Richard Child, 1st Earl Tylney (5 February 1680-March 1750), was an English Member of Parliament. He held no Office of State, nor any commercial directorship of significance, but is remembered chiefly as the builder of the now long-demolished Palladian "princely mansion"Wanstead House, one of the first in the style constructed in Britain. In the furnishing of his mansion Child became the main patron of the Flemish painter Old Nollekens. He died in March 1750 aged 70 at Aix-en-Provence, France, and was buried on 29 May 1750 at Wanstead.
Richard Child was baptised at Wanstead Church of the Virgin Mary on 5 February 1680, the third son of the wealthy Sir Josiah Child (1630–1699) Governor of the East India Company, who had been created 1st Baronet of Wanstead in 1678, by his third wife Emma Barnard (died 16 October 1725), daughter of Sir Henry Barnard, of Bridgnorth, Shropshire, Turkey merchant of London. He was appointed as residuary legatee and executor under the will of his father, whose death occurred before Richard's majority. Richard then on 12 February 1700 petitioned Parliament for a bill, to vest certain lands in trustees ,so that settlements made upon the marriage of his half-brother Josiah could be honoured.
In 1703 Richard married Dorothy Glynne, daughter and co-heiress of John Glynne, younger son of Sir John Glynne (died 1666), Lord Chief Justice, of Henley Park, Surrey, and Dorothy Tylney, daughter of Francis Tylney of Tylney Hall, Rotherwick, Hampshire. On 20 January 1704 he succeeded his half-brother Sir Josiah Child, 2nd Baronet, to the Baronetcy and to the Child manor of Wanstead, Essex, lying 6 miles north-east of the City of London. He also inherited a fortune of £4,000 per annum, which brought his total income to £10,000.

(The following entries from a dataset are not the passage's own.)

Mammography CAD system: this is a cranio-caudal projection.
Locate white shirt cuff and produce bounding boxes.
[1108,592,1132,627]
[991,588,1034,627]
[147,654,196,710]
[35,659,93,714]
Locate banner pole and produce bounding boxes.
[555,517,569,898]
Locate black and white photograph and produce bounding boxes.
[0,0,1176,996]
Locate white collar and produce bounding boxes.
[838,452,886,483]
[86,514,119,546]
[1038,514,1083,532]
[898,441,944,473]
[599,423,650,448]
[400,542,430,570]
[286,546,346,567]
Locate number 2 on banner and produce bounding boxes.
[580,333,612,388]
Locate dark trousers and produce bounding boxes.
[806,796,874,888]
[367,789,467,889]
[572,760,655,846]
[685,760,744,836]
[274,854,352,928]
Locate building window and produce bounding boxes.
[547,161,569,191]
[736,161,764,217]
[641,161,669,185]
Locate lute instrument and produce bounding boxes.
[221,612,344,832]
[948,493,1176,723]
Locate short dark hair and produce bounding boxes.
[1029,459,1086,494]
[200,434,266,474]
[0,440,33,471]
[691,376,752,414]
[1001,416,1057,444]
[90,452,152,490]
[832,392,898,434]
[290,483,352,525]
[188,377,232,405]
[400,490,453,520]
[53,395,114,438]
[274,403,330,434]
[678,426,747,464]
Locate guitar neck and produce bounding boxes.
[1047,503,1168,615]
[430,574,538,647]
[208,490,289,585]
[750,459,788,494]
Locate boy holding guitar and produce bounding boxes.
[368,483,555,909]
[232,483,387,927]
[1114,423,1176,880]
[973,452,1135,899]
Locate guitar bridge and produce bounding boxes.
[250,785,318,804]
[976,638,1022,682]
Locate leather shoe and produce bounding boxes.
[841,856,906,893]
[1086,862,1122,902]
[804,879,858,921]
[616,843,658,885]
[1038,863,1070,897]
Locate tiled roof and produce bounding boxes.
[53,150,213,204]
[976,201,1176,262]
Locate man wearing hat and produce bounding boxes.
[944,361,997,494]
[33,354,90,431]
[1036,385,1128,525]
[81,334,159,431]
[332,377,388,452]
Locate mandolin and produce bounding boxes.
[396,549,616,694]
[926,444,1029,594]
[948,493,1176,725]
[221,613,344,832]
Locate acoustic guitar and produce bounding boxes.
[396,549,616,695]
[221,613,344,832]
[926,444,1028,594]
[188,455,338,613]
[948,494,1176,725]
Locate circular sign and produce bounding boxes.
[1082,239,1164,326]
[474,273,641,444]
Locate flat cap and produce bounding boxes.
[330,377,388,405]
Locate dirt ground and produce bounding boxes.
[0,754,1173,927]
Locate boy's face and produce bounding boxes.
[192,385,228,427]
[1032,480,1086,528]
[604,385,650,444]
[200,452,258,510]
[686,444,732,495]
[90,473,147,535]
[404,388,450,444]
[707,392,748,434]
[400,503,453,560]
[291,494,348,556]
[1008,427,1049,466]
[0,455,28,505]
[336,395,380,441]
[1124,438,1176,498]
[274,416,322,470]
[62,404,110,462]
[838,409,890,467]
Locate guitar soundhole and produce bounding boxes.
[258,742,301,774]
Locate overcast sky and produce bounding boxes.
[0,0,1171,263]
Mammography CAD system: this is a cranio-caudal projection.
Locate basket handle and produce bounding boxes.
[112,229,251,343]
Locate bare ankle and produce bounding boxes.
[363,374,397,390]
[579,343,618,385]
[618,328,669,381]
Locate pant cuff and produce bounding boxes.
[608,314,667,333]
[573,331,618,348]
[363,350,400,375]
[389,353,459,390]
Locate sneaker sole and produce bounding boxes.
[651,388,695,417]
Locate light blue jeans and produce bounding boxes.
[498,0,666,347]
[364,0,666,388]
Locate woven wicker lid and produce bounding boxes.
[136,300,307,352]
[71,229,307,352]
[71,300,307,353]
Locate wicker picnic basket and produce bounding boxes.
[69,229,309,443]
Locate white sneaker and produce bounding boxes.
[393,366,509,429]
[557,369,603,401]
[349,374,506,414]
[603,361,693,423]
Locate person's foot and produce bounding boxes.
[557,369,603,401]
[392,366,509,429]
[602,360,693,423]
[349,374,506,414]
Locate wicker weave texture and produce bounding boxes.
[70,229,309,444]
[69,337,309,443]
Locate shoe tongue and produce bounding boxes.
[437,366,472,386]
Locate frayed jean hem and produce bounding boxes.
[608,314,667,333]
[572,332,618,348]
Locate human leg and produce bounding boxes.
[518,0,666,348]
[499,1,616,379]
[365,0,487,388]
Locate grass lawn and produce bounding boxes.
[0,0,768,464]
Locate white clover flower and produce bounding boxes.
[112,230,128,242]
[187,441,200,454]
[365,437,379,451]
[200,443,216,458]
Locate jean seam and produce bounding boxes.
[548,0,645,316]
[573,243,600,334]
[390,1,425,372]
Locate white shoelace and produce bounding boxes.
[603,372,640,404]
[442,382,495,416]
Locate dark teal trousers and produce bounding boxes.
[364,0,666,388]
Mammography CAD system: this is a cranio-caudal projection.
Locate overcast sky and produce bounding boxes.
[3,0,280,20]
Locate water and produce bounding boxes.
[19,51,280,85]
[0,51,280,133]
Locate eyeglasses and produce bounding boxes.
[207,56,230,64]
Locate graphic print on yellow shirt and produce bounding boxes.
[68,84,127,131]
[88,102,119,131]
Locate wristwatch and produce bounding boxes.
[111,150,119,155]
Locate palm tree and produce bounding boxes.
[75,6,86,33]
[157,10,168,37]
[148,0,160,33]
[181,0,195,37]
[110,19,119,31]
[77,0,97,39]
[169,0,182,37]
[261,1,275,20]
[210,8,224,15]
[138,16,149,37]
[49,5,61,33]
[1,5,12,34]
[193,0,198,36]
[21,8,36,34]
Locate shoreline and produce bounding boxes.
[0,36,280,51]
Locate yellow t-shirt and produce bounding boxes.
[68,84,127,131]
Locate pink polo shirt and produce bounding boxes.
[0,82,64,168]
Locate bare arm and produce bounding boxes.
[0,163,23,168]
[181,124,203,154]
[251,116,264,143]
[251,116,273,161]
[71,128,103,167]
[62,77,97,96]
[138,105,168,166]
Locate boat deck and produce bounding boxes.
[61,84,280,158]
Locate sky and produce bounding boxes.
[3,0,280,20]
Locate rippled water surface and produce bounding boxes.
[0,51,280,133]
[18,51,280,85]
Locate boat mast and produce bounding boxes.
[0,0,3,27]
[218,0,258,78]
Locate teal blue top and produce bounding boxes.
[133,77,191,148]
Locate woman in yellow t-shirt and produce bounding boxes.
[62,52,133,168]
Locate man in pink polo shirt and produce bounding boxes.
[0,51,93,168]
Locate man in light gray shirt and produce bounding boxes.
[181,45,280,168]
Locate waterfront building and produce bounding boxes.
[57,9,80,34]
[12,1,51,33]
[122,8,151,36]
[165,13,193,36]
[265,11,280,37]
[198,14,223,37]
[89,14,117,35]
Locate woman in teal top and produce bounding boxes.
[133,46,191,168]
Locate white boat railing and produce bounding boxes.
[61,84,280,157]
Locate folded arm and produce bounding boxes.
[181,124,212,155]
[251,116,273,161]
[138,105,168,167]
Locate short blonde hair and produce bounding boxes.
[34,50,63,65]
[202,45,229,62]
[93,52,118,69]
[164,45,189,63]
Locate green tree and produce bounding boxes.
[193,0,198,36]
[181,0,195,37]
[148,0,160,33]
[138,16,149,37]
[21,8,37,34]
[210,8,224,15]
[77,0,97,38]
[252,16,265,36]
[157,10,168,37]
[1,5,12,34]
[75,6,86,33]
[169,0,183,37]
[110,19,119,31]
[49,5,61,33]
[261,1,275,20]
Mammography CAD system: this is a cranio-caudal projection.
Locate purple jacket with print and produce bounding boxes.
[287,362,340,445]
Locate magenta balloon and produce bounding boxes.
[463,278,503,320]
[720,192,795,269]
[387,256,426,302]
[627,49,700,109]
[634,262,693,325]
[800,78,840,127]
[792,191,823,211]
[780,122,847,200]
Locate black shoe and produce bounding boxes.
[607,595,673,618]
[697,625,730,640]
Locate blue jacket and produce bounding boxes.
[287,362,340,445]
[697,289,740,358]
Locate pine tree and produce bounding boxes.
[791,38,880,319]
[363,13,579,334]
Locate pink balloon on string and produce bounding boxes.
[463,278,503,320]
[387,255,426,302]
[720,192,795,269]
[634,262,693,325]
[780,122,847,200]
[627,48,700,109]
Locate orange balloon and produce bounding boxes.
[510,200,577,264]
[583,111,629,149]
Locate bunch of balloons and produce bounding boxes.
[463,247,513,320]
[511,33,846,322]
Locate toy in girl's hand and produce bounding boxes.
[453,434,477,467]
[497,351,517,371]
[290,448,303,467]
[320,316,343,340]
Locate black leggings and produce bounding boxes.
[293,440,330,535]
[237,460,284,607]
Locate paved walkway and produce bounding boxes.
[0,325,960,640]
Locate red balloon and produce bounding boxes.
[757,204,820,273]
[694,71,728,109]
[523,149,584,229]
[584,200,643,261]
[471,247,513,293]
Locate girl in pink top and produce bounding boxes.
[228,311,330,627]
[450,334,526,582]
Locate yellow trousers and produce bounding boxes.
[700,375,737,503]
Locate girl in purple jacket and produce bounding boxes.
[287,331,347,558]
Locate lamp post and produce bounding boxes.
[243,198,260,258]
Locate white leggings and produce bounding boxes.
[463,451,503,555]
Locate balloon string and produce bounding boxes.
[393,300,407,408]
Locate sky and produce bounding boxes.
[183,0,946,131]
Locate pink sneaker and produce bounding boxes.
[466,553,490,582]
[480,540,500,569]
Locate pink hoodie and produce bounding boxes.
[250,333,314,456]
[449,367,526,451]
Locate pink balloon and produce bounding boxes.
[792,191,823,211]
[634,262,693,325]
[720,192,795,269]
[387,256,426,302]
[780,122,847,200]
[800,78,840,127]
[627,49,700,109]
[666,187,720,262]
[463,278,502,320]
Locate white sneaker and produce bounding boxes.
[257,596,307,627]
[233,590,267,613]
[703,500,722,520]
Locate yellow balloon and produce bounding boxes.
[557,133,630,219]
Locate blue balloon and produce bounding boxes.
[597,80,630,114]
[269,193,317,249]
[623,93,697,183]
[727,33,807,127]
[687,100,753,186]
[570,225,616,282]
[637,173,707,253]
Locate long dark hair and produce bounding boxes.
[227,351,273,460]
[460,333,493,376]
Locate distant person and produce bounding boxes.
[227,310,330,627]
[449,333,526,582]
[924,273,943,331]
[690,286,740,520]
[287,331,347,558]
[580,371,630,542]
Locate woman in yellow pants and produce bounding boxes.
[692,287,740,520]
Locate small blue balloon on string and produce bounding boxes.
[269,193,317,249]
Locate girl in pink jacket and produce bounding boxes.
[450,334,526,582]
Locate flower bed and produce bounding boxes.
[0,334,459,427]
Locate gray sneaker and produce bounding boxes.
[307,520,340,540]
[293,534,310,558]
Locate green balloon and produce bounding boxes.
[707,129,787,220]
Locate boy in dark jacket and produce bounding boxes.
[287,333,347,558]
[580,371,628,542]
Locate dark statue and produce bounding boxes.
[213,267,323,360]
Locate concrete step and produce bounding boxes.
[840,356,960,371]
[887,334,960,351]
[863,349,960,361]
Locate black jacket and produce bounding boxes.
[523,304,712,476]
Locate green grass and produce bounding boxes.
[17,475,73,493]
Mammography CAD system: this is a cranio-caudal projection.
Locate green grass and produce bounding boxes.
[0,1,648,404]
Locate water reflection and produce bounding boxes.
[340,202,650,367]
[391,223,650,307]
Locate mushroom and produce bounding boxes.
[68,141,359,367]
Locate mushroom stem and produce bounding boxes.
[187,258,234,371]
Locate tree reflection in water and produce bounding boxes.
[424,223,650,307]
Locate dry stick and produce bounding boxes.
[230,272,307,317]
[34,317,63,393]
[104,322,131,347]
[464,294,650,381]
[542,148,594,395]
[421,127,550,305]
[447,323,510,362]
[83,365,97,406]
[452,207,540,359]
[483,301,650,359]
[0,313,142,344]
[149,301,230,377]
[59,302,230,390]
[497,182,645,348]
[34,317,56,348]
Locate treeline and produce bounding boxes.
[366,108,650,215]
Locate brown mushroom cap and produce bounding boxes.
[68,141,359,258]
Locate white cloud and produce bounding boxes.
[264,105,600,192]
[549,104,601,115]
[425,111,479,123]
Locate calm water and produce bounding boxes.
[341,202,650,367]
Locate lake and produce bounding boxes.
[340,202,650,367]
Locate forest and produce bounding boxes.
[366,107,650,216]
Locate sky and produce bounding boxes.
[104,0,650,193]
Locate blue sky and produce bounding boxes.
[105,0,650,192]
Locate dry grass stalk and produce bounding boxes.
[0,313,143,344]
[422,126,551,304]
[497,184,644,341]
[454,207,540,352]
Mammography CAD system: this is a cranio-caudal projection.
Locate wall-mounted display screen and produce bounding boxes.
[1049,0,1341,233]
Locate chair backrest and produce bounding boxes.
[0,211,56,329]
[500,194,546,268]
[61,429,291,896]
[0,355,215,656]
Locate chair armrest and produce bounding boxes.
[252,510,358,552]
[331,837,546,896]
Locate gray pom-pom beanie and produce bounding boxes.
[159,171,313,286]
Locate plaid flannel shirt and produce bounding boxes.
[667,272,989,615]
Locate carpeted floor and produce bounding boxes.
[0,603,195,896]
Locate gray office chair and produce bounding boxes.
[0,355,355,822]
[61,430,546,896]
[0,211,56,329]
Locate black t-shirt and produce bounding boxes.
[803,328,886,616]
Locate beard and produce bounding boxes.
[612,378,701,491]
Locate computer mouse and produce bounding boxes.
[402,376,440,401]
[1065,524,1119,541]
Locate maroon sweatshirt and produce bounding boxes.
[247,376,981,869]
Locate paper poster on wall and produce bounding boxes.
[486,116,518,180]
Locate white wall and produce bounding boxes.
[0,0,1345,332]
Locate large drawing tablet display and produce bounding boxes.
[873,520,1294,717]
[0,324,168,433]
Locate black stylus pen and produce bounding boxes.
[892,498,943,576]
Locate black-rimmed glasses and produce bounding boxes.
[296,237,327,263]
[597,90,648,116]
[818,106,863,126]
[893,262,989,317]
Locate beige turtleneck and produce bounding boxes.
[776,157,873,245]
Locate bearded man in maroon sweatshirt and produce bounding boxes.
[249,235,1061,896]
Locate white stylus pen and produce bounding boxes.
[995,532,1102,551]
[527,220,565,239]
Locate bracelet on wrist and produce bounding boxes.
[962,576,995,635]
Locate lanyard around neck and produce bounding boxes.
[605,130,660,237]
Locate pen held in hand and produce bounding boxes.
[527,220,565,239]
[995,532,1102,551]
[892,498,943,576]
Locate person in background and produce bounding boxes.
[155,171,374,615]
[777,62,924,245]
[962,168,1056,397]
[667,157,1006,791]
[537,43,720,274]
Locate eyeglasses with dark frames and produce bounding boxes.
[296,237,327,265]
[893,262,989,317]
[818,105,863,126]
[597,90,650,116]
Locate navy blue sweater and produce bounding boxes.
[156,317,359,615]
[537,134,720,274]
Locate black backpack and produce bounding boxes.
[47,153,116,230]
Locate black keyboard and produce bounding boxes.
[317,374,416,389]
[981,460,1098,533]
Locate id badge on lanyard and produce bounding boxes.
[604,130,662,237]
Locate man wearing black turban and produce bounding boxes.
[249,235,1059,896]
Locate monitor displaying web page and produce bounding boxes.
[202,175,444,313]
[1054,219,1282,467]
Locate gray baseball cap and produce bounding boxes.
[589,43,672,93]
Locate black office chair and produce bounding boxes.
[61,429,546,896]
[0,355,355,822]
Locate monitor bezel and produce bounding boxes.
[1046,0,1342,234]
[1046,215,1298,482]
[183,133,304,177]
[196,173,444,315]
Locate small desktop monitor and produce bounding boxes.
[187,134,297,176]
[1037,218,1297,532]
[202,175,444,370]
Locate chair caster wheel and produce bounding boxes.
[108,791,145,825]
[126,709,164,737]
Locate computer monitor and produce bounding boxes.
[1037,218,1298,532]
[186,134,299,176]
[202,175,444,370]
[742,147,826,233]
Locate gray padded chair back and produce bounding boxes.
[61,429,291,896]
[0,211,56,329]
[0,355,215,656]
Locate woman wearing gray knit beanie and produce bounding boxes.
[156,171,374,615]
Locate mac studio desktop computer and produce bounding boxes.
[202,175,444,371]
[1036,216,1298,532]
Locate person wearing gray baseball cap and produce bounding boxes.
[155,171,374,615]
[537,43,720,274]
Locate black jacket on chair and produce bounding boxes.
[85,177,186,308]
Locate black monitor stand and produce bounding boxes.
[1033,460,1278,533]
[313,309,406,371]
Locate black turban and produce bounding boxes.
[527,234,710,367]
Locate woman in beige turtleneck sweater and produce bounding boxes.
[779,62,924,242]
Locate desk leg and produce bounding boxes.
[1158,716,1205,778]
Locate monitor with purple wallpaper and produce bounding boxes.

Following the first Baronets's death, his heir Josiah had leased Wanstead to his half-brother Richard. Coming into full possession of it, Sir Richard Child, 3rd Baronet, commissioned in 1715 the Scottish architect Colen Campbell to build a palatial Palladian mansion to replace the former manor house. By the time of its completion in 1722 Wanstead House had provided Child with a grand seat befitting his newly obtained status as Viscount Castlemaine, a creation of 1718.